Acting as an Advisor to the Minister, Kimberley brought to the UN forums her insights into gender equality and her experience in engineering and social business, and the importance of economic empowerment of women. Kate Wallace, Senior Adviser in the Office for Women, Department of the Prime Minister and Cabinet speaks of Kimberley’s “remarkable contribution to the Australian delegation [which] has been acknowledged by the Minister and the Australian Mission in New York”. She hails Kimberley as a “very authentic speaker, who is able to share her own inspirational efforts in an accessible way that really challenges others to think outside the square”. Kimberley has spoken at a number of notable events, including TEDxYouth@Sydney in 2013. She inspires others by matching action to her words.

Kimberley completed her Bachelor of Mechanical Engineering Honours and Bachelor of Science (Exercise Science) in 2012. During her last year of study in conjunction with her related Honours thesis, she undertook an internship with BiVACOR to assist in developing and testing their mechanical artificial heart.

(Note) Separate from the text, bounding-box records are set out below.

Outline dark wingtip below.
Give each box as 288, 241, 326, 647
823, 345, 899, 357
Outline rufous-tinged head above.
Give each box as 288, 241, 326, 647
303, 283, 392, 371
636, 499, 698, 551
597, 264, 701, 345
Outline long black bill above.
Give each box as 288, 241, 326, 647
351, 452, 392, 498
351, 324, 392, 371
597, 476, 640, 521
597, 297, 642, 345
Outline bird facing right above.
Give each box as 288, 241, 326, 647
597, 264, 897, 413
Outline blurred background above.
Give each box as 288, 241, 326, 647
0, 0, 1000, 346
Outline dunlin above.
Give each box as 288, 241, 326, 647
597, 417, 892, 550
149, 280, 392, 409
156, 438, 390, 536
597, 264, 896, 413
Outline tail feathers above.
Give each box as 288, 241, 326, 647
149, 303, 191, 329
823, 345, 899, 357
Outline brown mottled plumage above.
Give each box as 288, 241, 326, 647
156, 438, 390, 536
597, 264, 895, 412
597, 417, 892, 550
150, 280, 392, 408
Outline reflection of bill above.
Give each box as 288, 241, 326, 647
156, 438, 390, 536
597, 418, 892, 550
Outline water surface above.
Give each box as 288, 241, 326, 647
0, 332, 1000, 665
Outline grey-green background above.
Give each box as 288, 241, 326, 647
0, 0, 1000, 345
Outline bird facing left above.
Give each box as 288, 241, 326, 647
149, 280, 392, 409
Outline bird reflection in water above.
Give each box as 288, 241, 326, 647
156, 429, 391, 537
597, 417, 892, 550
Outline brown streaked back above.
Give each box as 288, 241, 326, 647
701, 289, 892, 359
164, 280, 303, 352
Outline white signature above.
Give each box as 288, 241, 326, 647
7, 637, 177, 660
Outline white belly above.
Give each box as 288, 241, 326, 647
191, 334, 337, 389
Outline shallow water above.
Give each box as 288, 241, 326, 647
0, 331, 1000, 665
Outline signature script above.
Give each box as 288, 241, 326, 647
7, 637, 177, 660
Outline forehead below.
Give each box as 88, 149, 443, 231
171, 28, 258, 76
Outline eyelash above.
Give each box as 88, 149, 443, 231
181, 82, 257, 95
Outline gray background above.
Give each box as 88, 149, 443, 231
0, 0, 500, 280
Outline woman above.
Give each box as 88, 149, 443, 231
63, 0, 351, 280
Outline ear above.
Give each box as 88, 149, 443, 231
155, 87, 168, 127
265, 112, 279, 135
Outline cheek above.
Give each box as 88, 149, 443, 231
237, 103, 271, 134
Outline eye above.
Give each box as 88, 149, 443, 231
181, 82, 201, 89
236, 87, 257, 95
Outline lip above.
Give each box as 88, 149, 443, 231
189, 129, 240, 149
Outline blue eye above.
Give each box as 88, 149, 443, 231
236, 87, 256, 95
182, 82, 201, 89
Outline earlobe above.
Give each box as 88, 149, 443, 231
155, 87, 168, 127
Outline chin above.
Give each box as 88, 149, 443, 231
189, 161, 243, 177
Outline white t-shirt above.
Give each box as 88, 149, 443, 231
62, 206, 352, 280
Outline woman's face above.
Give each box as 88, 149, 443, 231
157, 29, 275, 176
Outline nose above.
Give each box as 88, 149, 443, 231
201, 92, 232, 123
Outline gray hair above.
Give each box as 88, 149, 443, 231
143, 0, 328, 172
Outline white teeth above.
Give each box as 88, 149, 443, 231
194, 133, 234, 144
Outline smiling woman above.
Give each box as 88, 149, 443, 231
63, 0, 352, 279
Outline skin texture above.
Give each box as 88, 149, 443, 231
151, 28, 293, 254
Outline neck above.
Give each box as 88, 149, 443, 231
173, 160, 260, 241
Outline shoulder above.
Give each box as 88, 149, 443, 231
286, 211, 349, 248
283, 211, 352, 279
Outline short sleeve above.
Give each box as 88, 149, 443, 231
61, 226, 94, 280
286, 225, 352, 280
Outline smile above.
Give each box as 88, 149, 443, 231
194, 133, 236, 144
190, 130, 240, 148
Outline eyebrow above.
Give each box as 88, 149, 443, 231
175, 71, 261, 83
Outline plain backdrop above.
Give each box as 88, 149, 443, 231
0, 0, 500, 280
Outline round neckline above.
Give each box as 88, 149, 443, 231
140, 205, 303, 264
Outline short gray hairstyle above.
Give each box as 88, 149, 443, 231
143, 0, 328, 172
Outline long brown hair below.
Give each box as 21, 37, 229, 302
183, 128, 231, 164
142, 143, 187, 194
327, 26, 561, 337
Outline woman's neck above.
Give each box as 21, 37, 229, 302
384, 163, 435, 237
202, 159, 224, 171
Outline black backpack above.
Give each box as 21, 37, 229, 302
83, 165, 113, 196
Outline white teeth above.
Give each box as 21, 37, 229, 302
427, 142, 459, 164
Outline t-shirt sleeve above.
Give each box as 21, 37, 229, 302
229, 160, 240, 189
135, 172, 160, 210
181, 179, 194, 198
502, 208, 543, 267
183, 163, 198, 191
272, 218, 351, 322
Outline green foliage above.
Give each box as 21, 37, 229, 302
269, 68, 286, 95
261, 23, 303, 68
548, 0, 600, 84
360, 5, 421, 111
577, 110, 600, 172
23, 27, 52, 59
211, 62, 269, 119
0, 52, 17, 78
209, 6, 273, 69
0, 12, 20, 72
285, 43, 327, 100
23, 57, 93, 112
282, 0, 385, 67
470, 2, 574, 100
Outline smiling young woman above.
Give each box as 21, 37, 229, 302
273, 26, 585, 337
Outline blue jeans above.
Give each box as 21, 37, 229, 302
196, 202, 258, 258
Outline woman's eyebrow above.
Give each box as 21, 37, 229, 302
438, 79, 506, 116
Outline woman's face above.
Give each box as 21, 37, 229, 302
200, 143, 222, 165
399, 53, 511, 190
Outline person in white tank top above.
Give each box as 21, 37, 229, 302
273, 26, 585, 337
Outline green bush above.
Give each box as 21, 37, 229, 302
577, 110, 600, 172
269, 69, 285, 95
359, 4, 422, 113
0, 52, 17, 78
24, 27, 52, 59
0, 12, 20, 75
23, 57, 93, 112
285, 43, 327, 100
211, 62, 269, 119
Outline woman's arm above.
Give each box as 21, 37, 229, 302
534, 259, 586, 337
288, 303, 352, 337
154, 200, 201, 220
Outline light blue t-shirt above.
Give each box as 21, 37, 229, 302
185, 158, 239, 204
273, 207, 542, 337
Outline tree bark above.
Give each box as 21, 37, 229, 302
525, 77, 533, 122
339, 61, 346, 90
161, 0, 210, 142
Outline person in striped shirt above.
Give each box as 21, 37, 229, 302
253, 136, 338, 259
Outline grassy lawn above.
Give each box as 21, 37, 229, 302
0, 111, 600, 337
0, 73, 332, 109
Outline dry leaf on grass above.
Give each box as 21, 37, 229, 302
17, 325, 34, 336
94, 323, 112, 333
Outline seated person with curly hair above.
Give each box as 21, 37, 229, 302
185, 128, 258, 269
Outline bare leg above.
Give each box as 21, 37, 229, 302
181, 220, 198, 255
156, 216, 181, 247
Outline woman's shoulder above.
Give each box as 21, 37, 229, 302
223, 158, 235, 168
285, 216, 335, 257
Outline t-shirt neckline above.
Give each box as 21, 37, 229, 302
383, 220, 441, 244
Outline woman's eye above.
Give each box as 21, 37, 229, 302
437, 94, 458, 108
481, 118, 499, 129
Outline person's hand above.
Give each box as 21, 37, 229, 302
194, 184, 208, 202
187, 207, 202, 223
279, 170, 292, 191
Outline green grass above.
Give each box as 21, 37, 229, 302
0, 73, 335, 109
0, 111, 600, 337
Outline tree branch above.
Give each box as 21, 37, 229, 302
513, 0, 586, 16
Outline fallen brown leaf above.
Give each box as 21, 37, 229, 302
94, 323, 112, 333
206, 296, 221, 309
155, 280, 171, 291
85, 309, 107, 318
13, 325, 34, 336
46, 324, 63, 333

She is currently employed full-time as a Bid Manager for Thales Australia and also provides knowledge and expertise for the company’s Global Corporate Social Responsibility Framework.

Kimberley Abbott is only 25 years old yet her record of achievement is extraordinary.

In her own words “Sometimes you gotta create what you want to be a part of...”

Chancellor, it is a pleasure and privilege to present Kimberley Abbott for the Young Alumni Award.